Viral, host RNA flow cytometric analysis in γHV68-infected fibroblasts at 16 hpi defined by the PrimeFlow method. (A) The frequency of γHV68-infected fibroblasts with TMERs primarily in the nucleus was quantified by ImageStream, with data showing the frequency of cells in which TMER:DAPI colocalization (i.e. similarity score) was >1. (B) Images showing brightfield (BF), TMER, RCA protein (RCA), DAPI, ORF73 and actin mRNA localization, comparing cells with nuclear TMER localization (left) versus cytoplasmic TMER localization (right). (C) Analysis of cell subpopulations stratified by TMER and ORF73 expression (defined in Fig 6C), subjected to the tSNE dimensionality reduction algorithm. Data and cell populations are derived from the dataset presented in Fig 6, showing all DNA+ (DAPI+) single cells (FSC-A, SSC-A) subjected to the tSNE algorithm. The tSNE algorithm provides each cell with a unique coordinate according to its expression of Actin mRNA, RCA, ORF73, and TMERs, displayed on a two-dimensional plot (tSNE1 versus tSNE2). Visualization grid of tSNE plots, with plots arranged according to marker expression (rows) relative to phenotype of the cellular population examined (columns). (D) Biaxial analysis of actin RNA versus RCA protein, among the five populations identified in Fig 6. Flow cytometry data shows single cells that are DNA+ (DAPI+). Data in panels A-B from two independent experiments, in panel C-D from three independent experiments.
Fig 9.
Lytic viral gene expression is influenced by target cell type, changes over time, is enhanced by conditions which promote lytic replication.

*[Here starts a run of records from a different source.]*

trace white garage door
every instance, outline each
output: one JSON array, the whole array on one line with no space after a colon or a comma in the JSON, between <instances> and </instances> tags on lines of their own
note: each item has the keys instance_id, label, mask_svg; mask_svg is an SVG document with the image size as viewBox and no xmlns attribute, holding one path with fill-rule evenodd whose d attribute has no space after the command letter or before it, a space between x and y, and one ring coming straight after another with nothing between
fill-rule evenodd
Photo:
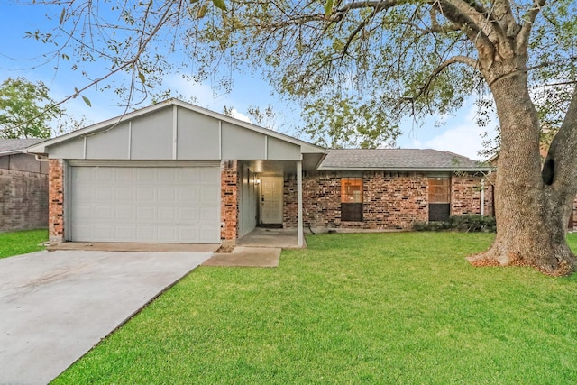
<instances>
[{"instance_id":1,"label":"white garage door","mask_svg":"<svg viewBox=\"0 0 577 385\"><path fill-rule=\"evenodd\" d=\"M72 241L220 243L218 167L71 168Z\"/></svg>"}]
</instances>

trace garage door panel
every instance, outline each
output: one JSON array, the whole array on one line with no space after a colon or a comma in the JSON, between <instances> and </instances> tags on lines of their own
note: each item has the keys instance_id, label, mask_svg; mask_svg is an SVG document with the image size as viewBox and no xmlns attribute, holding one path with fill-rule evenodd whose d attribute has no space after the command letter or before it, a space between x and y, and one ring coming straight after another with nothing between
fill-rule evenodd
<instances>
[{"instance_id":1,"label":"garage door panel","mask_svg":"<svg viewBox=\"0 0 577 385\"><path fill-rule=\"evenodd\" d=\"M114 238L116 239L134 239L135 229L131 225L115 225Z\"/></svg>"},{"instance_id":2,"label":"garage door panel","mask_svg":"<svg viewBox=\"0 0 577 385\"><path fill-rule=\"evenodd\" d=\"M122 187L122 186L116 187L116 189L115 189L116 201L131 202L134 198L133 191L133 188L132 187Z\"/></svg>"},{"instance_id":3,"label":"garage door panel","mask_svg":"<svg viewBox=\"0 0 577 385\"><path fill-rule=\"evenodd\" d=\"M177 197L178 188L170 186L166 188L159 188L159 201L174 202Z\"/></svg>"},{"instance_id":4,"label":"garage door panel","mask_svg":"<svg viewBox=\"0 0 577 385\"><path fill-rule=\"evenodd\" d=\"M141 168L136 169L136 181L153 182L156 179L157 169Z\"/></svg>"},{"instance_id":5,"label":"garage door panel","mask_svg":"<svg viewBox=\"0 0 577 385\"><path fill-rule=\"evenodd\" d=\"M72 168L71 240L220 243L218 167Z\"/></svg>"},{"instance_id":6,"label":"garage door panel","mask_svg":"<svg viewBox=\"0 0 577 385\"><path fill-rule=\"evenodd\" d=\"M201 204L216 204L220 202L219 188L202 188L200 189L200 203Z\"/></svg>"},{"instance_id":7,"label":"garage door panel","mask_svg":"<svg viewBox=\"0 0 577 385\"><path fill-rule=\"evenodd\" d=\"M133 223L133 221L134 221L134 207L131 207L131 206L115 207L114 223L125 224L125 223Z\"/></svg>"},{"instance_id":8,"label":"garage door panel","mask_svg":"<svg viewBox=\"0 0 577 385\"><path fill-rule=\"evenodd\" d=\"M154 207L136 207L136 220L142 223L153 222L156 219Z\"/></svg>"},{"instance_id":9,"label":"garage door panel","mask_svg":"<svg viewBox=\"0 0 577 385\"><path fill-rule=\"evenodd\" d=\"M197 188L192 187L184 187L179 189L179 200L182 203L198 202Z\"/></svg>"},{"instance_id":10,"label":"garage door panel","mask_svg":"<svg viewBox=\"0 0 577 385\"><path fill-rule=\"evenodd\" d=\"M112 182L114 179L113 179L113 170L109 167L99 167L96 171L96 179L99 182Z\"/></svg>"},{"instance_id":11,"label":"garage door panel","mask_svg":"<svg viewBox=\"0 0 577 385\"><path fill-rule=\"evenodd\" d=\"M136 200L138 202L153 203L156 199L154 188L138 187L136 188Z\"/></svg>"},{"instance_id":12,"label":"garage door panel","mask_svg":"<svg viewBox=\"0 0 577 385\"><path fill-rule=\"evenodd\" d=\"M157 218L160 222L178 223L179 221L176 207L158 207L157 213Z\"/></svg>"},{"instance_id":13,"label":"garage door panel","mask_svg":"<svg viewBox=\"0 0 577 385\"><path fill-rule=\"evenodd\" d=\"M206 169L200 170L200 180L199 180L200 183L212 185L219 181L220 181L220 175L211 172L210 170L206 170Z\"/></svg>"}]
</instances>

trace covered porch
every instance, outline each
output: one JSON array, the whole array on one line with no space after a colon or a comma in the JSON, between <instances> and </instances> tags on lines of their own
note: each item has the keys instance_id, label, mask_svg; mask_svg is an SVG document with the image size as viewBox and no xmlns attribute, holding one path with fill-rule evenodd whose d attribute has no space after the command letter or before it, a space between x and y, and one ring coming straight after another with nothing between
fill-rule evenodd
<instances>
[{"instance_id":1,"label":"covered porch","mask_svg":"<svg viewBox=\"0 0 577 385\"><path fill-rule=\"evenodd\" d=\"M239 160L239 246L301 248L303 235L303 171L313 170L323 158L304 152L298 160ZM287 183L292 178L295 185Z\"/></svg>"}]
</instances>

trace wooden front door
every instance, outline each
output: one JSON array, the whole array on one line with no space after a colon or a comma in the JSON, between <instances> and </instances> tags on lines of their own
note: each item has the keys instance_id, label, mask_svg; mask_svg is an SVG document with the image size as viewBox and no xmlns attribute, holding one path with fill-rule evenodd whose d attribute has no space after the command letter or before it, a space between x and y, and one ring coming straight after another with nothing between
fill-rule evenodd
<instances>
[{"instance_id":1,"label":"wooden front door","mask_svg":"<svg viewBox=\"0 0 577 385\"><path fill-rule=\"evenodd\" d=\"M261 224L282 225L282 177L265 177L261 185Z\"/></svg>"}]
</instances>

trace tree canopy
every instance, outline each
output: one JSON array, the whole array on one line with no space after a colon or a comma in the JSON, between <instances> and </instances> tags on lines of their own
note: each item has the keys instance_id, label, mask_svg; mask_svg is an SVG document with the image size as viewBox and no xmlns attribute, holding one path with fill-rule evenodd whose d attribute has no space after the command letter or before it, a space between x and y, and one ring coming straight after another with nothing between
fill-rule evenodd
<instances>
[{"instance_id":1,"label":"tree canopy","mask_svg":"<svg viewBox=\"0 0 577 385\"><path fill-rule=\"evenodd\" d=\"M7 78L0 85L0 138L50 138L50 121L62 116L55 103L44 83Z\"/></svg>"}]
</instances>

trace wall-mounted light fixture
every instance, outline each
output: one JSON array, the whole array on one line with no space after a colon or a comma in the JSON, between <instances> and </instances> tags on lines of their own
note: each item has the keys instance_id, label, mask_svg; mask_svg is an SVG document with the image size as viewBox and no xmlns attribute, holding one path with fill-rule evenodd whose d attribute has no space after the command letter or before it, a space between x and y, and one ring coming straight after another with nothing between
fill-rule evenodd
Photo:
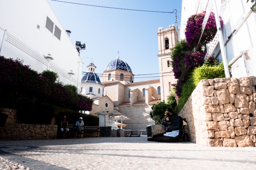
<instances>
[{"instance_id":1,"label":"wall-mounted light fixture","mask_svg":"<svg viewBox=\"0 0 256 170\"><path fill-rule=\"evenodd\" d=\"M50 62L51 60L53 60L53 58L52 56L52 55L50 53L48 53L48 54L47 54L47 55L44 55L44 58L47 60L47 69L46 69L46 70L48 70L48 67L49 66L49 63Z\"/></svg>"},{"instance_id":2,"label":"wall-mounted light fixture","mask_svg":"<svg viewBox=\"0 0 256 170\"><path fill-rule=\"evenodd\" d=\"M71 70L68 73L68 74L69 75L69 84L70 85L71 83L71 79L72 78L71 77L72 77L72 76L73 75L74 75L75 73L73 72L73 70Z\"/></svg>"}]
</instances>

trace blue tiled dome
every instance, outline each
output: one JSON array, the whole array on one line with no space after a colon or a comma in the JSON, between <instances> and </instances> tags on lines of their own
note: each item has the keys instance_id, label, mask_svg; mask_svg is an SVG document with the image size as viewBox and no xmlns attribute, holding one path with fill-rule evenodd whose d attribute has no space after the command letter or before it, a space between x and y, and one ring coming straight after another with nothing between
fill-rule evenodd
<instances>
[{"instance_id":1,"label":"blue tiled dome","mask_svg":"<svg viewBox=\"0 0 256 170\"><path fill-rule=\"evenodd\" d=\"M83 77L81 82L98 83L103 85L97 74L93 71L86 73Z\"/></svg>"},{"instance_id":2,"label":"blue tiled dome","mask_svg":"<svg viewBox=\"0 0 256 170\"><path fill-rule=\"evenodd\" d=\"M128 64L122 59L119 58L119 56L117 56L116 59L113 60L108 63L104 70L104 71L116 69L128 71L132 73L132 69Z\"/></svg>"}]
</instances>

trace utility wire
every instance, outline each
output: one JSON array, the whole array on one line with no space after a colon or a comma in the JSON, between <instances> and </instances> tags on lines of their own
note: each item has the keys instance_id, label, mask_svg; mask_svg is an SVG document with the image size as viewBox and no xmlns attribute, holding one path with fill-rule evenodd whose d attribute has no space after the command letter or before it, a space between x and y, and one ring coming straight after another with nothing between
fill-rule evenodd
<instances>
[{"instance_id":1,"label":"utility wire","mask_svg":"<svg viewBox=\"0 0 256 170\"><path fill-rule=\"evenodd\" d=\"M74 2L66 2L65 1L58 1L57 0L51 0L51 1L56 1L60 2L63 2L64 3L68 3L68 4L76 4L77 5L87 5L87 6L94 6L96 7L101 7L101 8L112 8L112 9L116 9L118 10L129 10L131 11L143 11L143 12L161 12L163 13L175 13L175 12L174 12L174 11L176 10L173 10L172 12L163 12L162 11L146 11L146 10L133 10L132 9L126 9L125 8L114 8L113 7L109 7L107 6L97 6L97 5L88 5L88 4L79 4L78 3L75 3ZM177 11L177 10L176 10Z\"/></svg>"}]
</instances>

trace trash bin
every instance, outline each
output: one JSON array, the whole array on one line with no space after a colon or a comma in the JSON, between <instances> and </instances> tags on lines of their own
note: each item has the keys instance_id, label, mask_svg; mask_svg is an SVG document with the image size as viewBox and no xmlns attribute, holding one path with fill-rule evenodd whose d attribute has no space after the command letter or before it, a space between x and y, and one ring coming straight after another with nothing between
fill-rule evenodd
<instances>
[{"instance_id":1,"label":"trash bin","mask_svg":"<svg viewBox=\"0 0 256 170\"><path fill-rule=\"evenodd\" d=\"M0 126L4 126L8 117L8 115L4 113L0 114Z\"/></svg>"},{"instance_id":2,"label":"trash bin","mask_svg":"<svg viewBox=\"0 0 256 170\"><path fill-rule=\"evenodd\" d=\"M152 129L151 128L151 125L149 125L147 126L147 131L148 133L148 137L152 136Z\"/></svg>"}]
</instances>

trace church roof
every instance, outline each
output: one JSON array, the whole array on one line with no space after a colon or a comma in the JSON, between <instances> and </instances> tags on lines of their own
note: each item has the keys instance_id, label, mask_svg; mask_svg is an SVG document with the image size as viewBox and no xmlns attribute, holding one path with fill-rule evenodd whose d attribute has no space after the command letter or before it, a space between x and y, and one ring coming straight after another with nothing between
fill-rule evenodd
<instances>
[{"instance_id":1,"label":"church roof","mask_svg":"<svg viewBox=\"0 0 256 170\"><path fill-rule=\"evenodd\" d=\"M81 83L97 83L103 85L97 74L93 71L86 73L83 77Z\"/></svg>"},{"instance_id":2,"label":"church roof","mask_svg":"<svg viewBox=\"0 0 256 170\"><path fill-rule=\"evenodd\" d=\"M119 56L117 56L116 59L113 60L110 62L104 71L114 70L128 71L132 73L132 69L128 64L122 59L119 58Z\"/></svg>"}]
</instances>

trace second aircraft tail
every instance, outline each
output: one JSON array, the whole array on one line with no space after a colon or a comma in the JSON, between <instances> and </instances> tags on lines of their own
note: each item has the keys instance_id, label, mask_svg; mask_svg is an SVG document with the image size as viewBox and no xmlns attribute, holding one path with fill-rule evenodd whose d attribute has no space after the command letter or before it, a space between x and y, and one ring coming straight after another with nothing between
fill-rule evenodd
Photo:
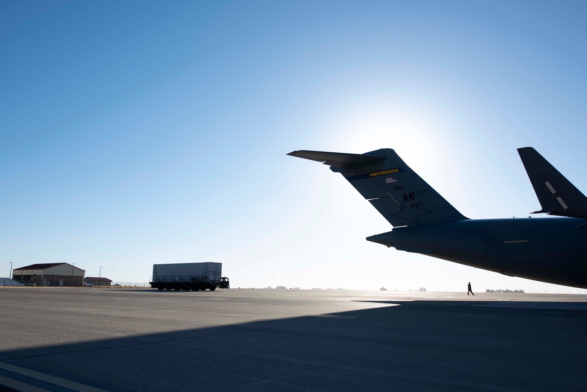
<instances>
[{"instance_id":1,"label":"second aircraft tail","mask_svg":"<svg viewBox=\"0 0 587 392\"><path fill-rule=\"evenodd\" d=\"M542 209L530 214L587 219L587 197L532 147L518 148Z\"/></svg>"},{"instance_id":2,"label":"second aircraft tail","mask_svg":"<svg viewBox=\"0 0 587 392\"><path fill-rule=\"evenodd\" d=\"M468 219L391 148L365 154L301 150L288 155L322 162L339 173L393 226Z\"/></svg>"}]
</instances>

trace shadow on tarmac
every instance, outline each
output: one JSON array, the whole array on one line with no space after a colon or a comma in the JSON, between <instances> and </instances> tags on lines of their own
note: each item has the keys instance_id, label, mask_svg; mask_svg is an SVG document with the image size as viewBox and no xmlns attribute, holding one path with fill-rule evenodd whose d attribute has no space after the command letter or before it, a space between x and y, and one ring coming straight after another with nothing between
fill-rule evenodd
<instances>
[{"instance_id":1,"label":"shadow on tarmac","mask_svg":"<svg viewBox=\"0 0 587 392\"><path fill-rule=\"evenodd\" d=\"M397 306L0 356L135 391L584 390L585 303L360 302Z\"/></svg>"}]
</instances>

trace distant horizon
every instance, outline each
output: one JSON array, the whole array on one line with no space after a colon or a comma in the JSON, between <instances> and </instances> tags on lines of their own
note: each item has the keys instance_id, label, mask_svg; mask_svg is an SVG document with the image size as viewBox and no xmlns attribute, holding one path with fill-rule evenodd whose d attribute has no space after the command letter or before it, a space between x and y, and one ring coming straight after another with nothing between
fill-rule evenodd
<instances>
[{"instance_id":1,"label":"distant horizon","mask_svg":"<svg viewBox=\"0 0 587 392\"><path fill-rule=\"evenodd\" d=\"M587 4L0 9L0 275L63 262L144 282L209 261L232 286L579 290L367 241L392 227L286 154L393 148L471 218L538 209L519 147L587 192Z\"/></svg>"}]
</instances>

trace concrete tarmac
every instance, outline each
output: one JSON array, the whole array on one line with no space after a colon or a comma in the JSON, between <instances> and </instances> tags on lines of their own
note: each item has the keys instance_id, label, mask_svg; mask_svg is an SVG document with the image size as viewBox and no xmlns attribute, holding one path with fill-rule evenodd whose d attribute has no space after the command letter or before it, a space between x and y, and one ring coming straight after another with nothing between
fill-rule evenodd
<instances>
[{"instance_id":1,"label":"concrete tarmac","mask_svg":"<svg viewBox=\"0 0 587 392\"><path fill-rule=\"evenodd\" d=\"M587 295L14 287L0 317L14 390L585 390Z\"/></svg>"}]
</instances>

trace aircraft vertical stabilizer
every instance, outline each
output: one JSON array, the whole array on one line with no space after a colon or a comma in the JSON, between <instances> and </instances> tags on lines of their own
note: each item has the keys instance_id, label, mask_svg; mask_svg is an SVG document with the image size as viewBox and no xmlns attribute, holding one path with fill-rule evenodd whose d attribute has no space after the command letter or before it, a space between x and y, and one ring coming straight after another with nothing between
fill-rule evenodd
<instances>
[{"instance_id":1,"label":"aircraft vertical stabilizer","mask_svg":"<svg viewBox=\"0 0 587 392\"><path fill-rule=\"evenodd\" d=\"M545 213L587 219L587 197L532 147L518 148L532 186Z\"/></svg>"}]
</instances>

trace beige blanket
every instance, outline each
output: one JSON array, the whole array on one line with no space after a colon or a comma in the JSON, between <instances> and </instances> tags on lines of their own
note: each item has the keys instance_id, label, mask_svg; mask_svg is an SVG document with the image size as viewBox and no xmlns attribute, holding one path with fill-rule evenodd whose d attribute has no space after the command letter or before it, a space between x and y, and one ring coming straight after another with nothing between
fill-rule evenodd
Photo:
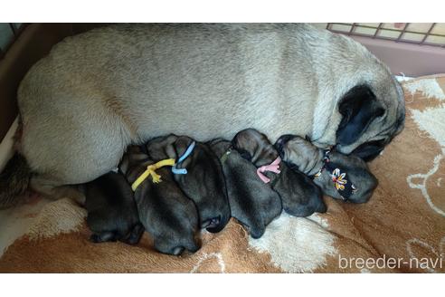
<instances>
[{"instance_id":1,"label":"beige blanket","mask_svg":"<svg viewBox=\"0 0 445 297\"><path fill-rule=\"evenodd\" d=\"M365 205L325 197L326 214L283 214L258 240L232 219L176 257L156 253L147 234L137 246L91 244L83 208L37 196L0 212L0 272L443 273L445 75L403 88L406 127L371 163L380 184Z\"/></svg>"}]
</instances>

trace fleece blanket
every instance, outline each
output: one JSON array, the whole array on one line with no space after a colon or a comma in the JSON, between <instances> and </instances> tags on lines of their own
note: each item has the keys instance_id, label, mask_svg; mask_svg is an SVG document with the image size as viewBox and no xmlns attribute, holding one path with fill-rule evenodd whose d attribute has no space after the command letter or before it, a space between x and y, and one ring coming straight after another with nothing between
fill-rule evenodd
<instances>
[{"instance_id":1,"label":"fleece blanket","mask_svg":"<svg viewBox=\"0 0 445 297\"><path fill-rule=\"evenodd\" d=\"M404 130L370 163L379 187L353 205L282 214L260 239L232 219L181 256L139 244L92 244L86 211L70 199L29 198L0 212L1 273L443 273L445 272L445 75L403 82Z\"/></svg>"}]
</instances>

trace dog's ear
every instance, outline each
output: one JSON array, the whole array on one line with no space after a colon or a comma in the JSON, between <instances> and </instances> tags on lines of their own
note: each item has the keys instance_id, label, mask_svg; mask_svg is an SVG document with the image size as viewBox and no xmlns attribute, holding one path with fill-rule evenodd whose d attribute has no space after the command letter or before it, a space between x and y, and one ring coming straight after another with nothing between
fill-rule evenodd
<instances>
[{"instance_id":1,"label":"dog's ear","mask_svg":"<svg viewBox=\"0 0 445 297\"><path fill-rule=\"evenodd\" d=\"M384 113L375 95L365 85L352 88L341 99L338 111L343 119L336 130L336 142L341 145L356 141L369 124Z\"/></svg>"}]
</instances>

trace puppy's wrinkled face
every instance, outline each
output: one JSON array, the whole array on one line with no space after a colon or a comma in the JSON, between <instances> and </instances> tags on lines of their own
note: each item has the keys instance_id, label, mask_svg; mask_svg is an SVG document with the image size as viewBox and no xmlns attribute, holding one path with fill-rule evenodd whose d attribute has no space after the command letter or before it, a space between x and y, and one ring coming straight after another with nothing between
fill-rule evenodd
<instances>
[{"instance_id":1,"label":"puppy's wrinkled face","mask_svg":"<svg viewBox=\"0 0 445 297\"><path fill-rule=\"evenodd\" d=\"M281 159L308 176L313 176L323 166L323 152L297 135L283 135L275 148Z\"/></svg>"},{"instance_id":2,"label":"puppy's wrinkled face","mask_svg":"<svg viewBox=\"0 0 445 297\"><path fill-rule=\"evenodd\" d=\"M256 167L270 164L279 155L266 135L254 129L238 132L232 140L233 148Z\"/></svg>"}]
</instances>

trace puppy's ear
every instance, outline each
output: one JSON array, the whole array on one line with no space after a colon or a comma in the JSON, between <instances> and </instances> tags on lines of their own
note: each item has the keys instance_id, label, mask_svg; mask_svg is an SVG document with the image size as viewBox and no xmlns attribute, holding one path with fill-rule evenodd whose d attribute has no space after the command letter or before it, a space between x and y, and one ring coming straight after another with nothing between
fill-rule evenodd
<instances>
[{"instance_id":1,"label":"puppy's ear","mask_svg":"<svg viewBox=\"0 0 445 297\"><path fill-rule=\"evenodd\" d=\"M343 119L336 130L336 142L341 145L356 141L369 124L384 113L375 95L365 85L352 88L338 104L338 111Z\"/></svg>"},{"instance_id":2,"label":"puppy's ear","mask_svg":"<svg viewBox=\"0 0 445 297\"><path fill-rule=\"evenodd\" d=\"M251 161L251 155L250 152L242 148L238 148L237 151L242 158L245 158L248 161Z\"/></svg>"}]
</instances>

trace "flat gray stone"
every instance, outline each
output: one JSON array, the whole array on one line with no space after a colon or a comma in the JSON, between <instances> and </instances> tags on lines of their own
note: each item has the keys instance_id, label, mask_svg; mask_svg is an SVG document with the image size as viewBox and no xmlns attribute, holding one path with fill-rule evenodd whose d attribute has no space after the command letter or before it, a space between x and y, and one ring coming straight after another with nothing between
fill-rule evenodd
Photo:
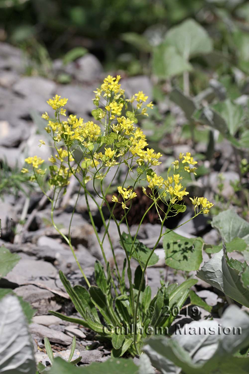
<instances>
[{"instance_id":1,"label":"flat gray stone","mask_svg":"<svg viewBox=\"0 0 249 374\"><path fill-rule=\"evenodd\" d=\"M81 360L81 362L84 364L89 364L100 360L103 355L103 352L98 349L86 350L81 351L80 355L82 356Z\"/></svg>"},{"instance_id":2,"label":"flat gray stone","mask_svg":"<svg viewBox=\"0 0 249 374\"><path fill-rule=\"evenodd\" d=\"M57 304L56 301L55 295L48 289L29 284L15 288L15 292L18 296L22 297L25 301L29 303L32 307L36 310L37 316L40 315L42 316L48 313L49 310L56 312L61 308L61 305ZM53 316L45 316L53 317Z\"/></svg>"},{"instance_id":3,"label":"flat gray stone","mask_svg":"<svg viewBox=\"0 0 249 374\"><path fill-rule=\"evenodd\" d=\"M78 58L75 65L74 74L80 82L97 80L103 71L102 65L98 59L90 53Z\"/></svg>"},{"instance_id":4,"label":"flat gray stone","mask_svg":"<svg viewBox=\"0 0 249 374\"><path fill-rule=\"evenodd\" d=\"M86 335L83 331L77 327L75 325L72 325L66 326L66 327L65 327L65 331L66 333L72 337L73 337L74 336L76 336L77 338L80 338L80 339L84 339L86 337Z\"/></svg>"},{"instance_id":5,"label":"flat gray stone","mask_svg":"<svg viewBox=\"0 0 249 374\"><path fill-rule=\"evenodd\" d=\"M43 325L44 326L49 326L50 325L59 325L62 322L62 320L55 316L49 315L34 316L33 317L32 322L34 324Z\"/></svg>"},{"instance_id":6,"label":"flat gray stone","mask_svg":"<svg viewBox=\"0 0 249 374\"><path fill-rule=\"evenodd\" d=\"M29 331L32 334L38 336L42 339L44 339L45 337L46 337L50 343L59 343L63 345L69 346L72 343L72 338L68 335L66 335L61 331L53 330L42 325L31 324L29 325Z\"/></svg>"}]
</instances>

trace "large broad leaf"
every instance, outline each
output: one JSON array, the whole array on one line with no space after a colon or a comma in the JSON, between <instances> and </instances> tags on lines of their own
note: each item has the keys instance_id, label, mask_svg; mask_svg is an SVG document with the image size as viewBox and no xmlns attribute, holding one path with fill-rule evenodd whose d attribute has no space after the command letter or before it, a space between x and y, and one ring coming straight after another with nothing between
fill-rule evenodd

Fibroblasts (3T12 cells or mouse embryonic fibroblasts, MEFs) were infected with WT or C-RTA γHV68 at 5 or 100 PFU/cell, and harvested at either 6 or 16 hpi as indicated. (A-C) Analysis of viral gene expression by PrimeFlow in either 3T12 or MEFs following WT γHV68 infection (MOI = 5) and harvested at 16 hpi. (A) Analysis of viral gene expression by PrimeFlow, comparing gene expression by histogram overlays between 3T12, WT MEFs and IFNAR KO MEFs. (B) The frequency of events stratified based on expression of ORF73 and TMER, or (C) based on all 16 possible combinations of gene expression with the frequency of events in each population plotted as a heatmap. Data are from three independent experiments harvested at the indicated time, subjected to fluorescent barcoding, pooled together and subjected to PrimeFlow analysis in a single analysis. (D-F) 3T12 fibroblasts were infected with WT or C-RTA γHV68 at 5 or 100 PFU/cell, and harvested at either 6 or 16 hpi as indicated. (D) Analysis of viral gene expression by PrimeFlow, comparing gene expression by histogram overlays between different virus infection conditions and times post-infection, as indicated. (E) The frequency of events stratified based on expression of ORF73 and TMER, or (F) based on all 16 possible combinations of gene expression with the frequency of events in each population plotted as a heatmap. Data are from three independent experiments harvested at the indicated time, subjected to fluorescent barcoding, pooled together and subjected to PrimeFlow analysis in a single analysis. Data depict mean values, with SEM plotted in panels B, D, and heatmap values colored based on the categorical key provided in the figure. Flow cytometry data depict single cells, defined by sequential removal of doublets according to SSC-A x SSC-H and FSC-A x FSC-H, after which files were subjected to debarcoding to identify each of the independent samples in the analysis.